Nearly half of Americans – an estimated 152 million people – will shop Friday, Saturday and Sunday, according to the National Retail Federation. That’s up from 138 million last year.
“Last year, I don’t think there were as many people,” Skywark said. “There weren’t as many mall stores open this early. This year, 75 percent of the stores are open and it’s only 4 a.m.”
The pair decided to hit a few more shops before calling it a night.
“I can assure you that my butt will be in bed by 8 a.m.,” Skywark said. “You can only shop for so long.”

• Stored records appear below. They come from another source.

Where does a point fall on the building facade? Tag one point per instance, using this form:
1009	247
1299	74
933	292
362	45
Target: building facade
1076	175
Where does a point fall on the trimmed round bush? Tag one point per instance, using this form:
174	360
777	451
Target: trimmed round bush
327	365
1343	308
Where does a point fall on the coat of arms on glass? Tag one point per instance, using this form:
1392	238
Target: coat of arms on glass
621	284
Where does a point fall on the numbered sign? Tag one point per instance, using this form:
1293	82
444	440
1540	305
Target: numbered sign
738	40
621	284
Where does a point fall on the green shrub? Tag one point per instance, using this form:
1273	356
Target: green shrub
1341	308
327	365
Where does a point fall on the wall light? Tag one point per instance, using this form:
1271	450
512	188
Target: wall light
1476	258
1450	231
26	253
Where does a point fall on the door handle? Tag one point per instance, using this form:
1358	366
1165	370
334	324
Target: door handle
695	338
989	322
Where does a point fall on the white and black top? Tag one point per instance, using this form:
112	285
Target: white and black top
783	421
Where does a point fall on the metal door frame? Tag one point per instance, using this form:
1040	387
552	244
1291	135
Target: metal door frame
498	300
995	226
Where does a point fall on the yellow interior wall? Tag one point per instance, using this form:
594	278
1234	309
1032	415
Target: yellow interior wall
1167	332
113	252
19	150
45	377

Because Target opened at midnight, three hours earlier than last year, the rush of the crowd simply occurred earlier, said Terrill Fuller, an executive team leader at Target at Augusta Exchange.
After 11 Thanksgiving night, the store’s line stretched next door to Christmas Tree Shops. Target allowed 30 people to enter at a time, handing out tickets for popular items, such as TVs. Other hot sellers included Wiis, PlayStations, Kindles, portable DVD players, GPS systems and toys.
By 5 a.m., the crowd had died down, and by 10 a.m., it was a typical shopping day, Fuller said.
Kmart on Washington Road opened at more traditional Black Friday hours at 5 a.m., with a crowd of about 500 waiting for the doors to open. The store also had a large crowd shopping on Thanksgiving, said store manager Michael Sosby.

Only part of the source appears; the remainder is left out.